Pancadas ocultas dentro de máquinas pesadas
Guindastes sobre esteiras dependem de motores e válvulas hidráulicas para girar suas superestruturas massivas, um movimento conhecido como slew (giro). Quando o operador comanda uma partida rápida ou uma parada súbita, a grande massa rotativa resiste à mudança de movimento, criando fortes surtos de pressão nas linhas de óleo. Esses surtos, ou choques hidráulicos, viajam tanto pelo aço quanto pelo óleo, manifestando-se como vibrações intensas na cabine e na lança. Com o tempo, podem provocar fadiga em componentes estruturais, atrapalhar operações de içamento precisas, aumentar o ruído e elevar os custos de manutenção. O problema é especialmente severo em guindastes grandes com lanças e contrapesos pesados, onde a inércia rotacional é muito maior do que em máquinas menores.
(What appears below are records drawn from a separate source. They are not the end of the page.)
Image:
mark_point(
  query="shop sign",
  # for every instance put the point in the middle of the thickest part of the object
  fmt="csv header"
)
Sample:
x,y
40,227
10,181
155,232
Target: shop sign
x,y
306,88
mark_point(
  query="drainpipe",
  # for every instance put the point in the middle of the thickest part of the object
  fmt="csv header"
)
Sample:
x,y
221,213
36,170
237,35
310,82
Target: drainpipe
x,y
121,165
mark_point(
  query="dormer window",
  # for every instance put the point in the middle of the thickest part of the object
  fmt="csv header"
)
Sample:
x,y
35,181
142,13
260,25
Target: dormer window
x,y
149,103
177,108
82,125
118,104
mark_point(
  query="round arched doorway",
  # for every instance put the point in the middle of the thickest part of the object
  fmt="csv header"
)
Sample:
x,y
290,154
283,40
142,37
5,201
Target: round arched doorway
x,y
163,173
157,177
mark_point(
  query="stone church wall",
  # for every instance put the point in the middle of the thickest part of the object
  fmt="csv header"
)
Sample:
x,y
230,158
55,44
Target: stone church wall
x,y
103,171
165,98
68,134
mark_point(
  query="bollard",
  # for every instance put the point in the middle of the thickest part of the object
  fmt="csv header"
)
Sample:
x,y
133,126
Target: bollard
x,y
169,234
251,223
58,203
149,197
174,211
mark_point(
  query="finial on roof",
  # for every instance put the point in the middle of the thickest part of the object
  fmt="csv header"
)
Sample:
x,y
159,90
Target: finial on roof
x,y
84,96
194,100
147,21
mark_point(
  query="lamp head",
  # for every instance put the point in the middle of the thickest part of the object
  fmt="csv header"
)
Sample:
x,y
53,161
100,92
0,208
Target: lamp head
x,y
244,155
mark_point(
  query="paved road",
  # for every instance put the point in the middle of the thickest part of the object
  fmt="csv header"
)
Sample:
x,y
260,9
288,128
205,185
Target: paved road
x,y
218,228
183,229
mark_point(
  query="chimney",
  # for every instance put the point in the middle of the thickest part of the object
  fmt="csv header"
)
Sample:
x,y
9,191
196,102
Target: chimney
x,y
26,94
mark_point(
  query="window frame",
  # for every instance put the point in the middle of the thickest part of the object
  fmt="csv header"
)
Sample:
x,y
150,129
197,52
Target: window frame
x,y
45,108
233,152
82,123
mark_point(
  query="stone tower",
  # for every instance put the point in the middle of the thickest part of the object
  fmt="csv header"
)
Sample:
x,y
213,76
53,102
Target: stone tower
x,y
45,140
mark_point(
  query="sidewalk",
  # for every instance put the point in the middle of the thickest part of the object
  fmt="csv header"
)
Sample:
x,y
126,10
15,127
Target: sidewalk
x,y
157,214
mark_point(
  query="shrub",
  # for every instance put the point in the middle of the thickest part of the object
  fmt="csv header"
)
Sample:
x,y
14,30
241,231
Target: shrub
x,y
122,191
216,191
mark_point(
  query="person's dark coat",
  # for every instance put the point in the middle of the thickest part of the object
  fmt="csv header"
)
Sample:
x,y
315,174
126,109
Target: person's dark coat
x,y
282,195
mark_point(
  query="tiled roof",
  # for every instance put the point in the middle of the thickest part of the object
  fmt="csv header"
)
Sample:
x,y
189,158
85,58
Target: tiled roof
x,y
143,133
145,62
Em busca de um arranjo hidráulico melhor
Para enfrentar essa questão, os pesquisadores focaram no circuito hidráulico de giro do guindaste — a rede de bombas, válvulas e tubulações que alimenta o motor de giro. Primeiro eles analisaram um sistema convencional usando simulações por computador para ver como a pressão se comportava sob diferentes condições. Exploram oito cenários de trabalho, combinando cargas leves e pesadas com terreno plano e uma inclinação moderada, e simularam partidas e paradas rápidas com duração de meio segundo. Em muitos casos, o choque hidráulico excedeu níveis que poderiam ser considerados aceitáveis, correspondendo ao tipo de sacudida severa que operadores relatam em máquinas reais. Essa linha de base mostrou claramente que o projeto tradicional deixava o guindaste vulnerável a fortes marteladas internas durante manobras do dia a dia.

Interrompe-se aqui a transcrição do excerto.